A educação digital como ferramenta para prevenir os riscos na internet foi tema de oficina no MP

A superexposição e a falta de conhecimento sobre os dados disponibilizados na internet foram apontados por especialistas, reunidos hoje (2), no Ministério Público estadual, como fatores que deixam o usuário mais suscetível a se tornar vítima de crimes na rede. A oficina ‘Segurança e Cidadania Digital: Educando para as boas escolhas online’ foi realizada pelo Núcleo de Combate a Crimes Cibernéticos (Nucciber) do MP, em parceria com a SaferNet Brasil e a Secretaria Estadual de Educação. Na abertura do evento, o coordenador do Centro de Apoio Operacional Criminal (Caocrim), promotor de Justiça Marcos Pontes, falou sobre a importância de aliar à repressão criminal, a educação do internauta. “Hoje, o foco da nossa atuação é coibir esses crimes, por meio de uma ação proativa de educação, voltada sobretudo às crianças e adolescentes”, afirmou.
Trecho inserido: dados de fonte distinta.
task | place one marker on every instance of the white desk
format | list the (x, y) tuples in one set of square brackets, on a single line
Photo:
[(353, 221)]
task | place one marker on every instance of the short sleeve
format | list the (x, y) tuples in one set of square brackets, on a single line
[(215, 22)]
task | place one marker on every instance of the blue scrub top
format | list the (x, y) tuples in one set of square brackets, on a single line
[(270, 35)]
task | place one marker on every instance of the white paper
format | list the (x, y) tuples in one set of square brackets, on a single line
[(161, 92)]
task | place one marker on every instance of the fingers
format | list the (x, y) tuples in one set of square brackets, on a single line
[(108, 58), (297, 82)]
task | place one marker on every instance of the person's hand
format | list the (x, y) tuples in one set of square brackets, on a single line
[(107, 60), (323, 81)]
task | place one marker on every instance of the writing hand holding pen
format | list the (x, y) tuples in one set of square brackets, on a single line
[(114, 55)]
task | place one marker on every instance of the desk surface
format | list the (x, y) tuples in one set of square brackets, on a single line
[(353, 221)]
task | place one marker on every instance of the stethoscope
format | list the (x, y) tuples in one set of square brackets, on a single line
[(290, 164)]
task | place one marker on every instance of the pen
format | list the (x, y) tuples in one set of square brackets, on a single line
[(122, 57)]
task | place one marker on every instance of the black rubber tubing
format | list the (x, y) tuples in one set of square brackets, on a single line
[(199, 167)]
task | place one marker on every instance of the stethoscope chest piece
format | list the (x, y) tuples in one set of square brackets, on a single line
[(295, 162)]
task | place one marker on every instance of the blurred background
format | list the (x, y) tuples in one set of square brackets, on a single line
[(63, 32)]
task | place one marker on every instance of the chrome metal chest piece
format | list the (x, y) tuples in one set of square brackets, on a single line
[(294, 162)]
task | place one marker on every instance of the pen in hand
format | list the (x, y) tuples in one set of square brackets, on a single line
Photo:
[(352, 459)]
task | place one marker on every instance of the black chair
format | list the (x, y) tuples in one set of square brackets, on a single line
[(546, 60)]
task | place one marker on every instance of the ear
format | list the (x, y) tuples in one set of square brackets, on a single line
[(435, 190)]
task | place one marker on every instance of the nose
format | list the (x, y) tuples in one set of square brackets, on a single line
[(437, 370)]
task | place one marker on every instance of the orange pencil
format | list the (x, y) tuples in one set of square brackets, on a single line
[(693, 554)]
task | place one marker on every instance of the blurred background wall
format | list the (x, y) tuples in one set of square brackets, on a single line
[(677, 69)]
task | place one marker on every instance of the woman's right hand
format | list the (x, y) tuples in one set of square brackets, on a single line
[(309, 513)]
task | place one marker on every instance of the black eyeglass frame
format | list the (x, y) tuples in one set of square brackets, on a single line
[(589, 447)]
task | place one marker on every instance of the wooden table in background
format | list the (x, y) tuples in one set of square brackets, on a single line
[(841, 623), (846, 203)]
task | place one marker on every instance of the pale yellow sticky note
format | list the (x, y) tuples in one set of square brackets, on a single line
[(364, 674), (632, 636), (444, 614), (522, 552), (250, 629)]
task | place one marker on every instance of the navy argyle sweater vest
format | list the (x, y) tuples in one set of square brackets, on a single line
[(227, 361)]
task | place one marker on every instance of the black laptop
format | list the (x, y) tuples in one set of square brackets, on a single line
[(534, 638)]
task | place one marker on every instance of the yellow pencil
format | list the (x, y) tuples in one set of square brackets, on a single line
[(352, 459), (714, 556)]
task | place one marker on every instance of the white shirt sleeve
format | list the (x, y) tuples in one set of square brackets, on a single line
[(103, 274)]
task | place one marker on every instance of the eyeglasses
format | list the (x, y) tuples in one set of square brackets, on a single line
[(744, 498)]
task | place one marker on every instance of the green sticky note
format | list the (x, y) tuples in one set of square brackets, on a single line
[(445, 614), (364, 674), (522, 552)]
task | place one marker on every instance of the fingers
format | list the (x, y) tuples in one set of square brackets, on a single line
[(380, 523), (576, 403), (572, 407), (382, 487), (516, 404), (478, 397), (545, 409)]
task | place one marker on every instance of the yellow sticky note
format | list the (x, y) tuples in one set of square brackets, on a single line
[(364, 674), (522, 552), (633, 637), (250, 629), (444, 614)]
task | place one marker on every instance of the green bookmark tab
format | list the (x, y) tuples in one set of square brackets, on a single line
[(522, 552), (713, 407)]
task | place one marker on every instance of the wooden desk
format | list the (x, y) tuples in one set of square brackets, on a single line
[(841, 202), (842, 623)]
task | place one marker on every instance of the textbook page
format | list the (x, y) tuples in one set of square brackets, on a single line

Na primeira palestra da oficina, o promotor de Justiça do Nucciber, Áviner Rocha Santos, destacou que boa parte dos crimes cometidos com o uso da internet pode ser prevenida com a educação das vítimas. “O internauta precisa saber que, uma vez postado, o conteúdo sai do seu controle”, afirmou, ressaltando o perigo da superexposição. “Expor a intimidade, detalhes do dia a dia, da vida em família, dos relacionamentos, gera riscos desnecessários”, destacou, citando como exemplo os casos de ‘sextorsão’, quando outra pessoa, dispondo de imagens ou vídeos íntimos, ameaça o internauta de divulgar esse material a terceiros, caso não receba algo em troca. O promotor recomendou cuidado especial no uso das redes sociais e dos aplicativos de troca de mensagens. “Já temos casos de sequestros que foram cometidos apenas com base em informações obtidas por meio de dados expostos em redes sociais”, alertou.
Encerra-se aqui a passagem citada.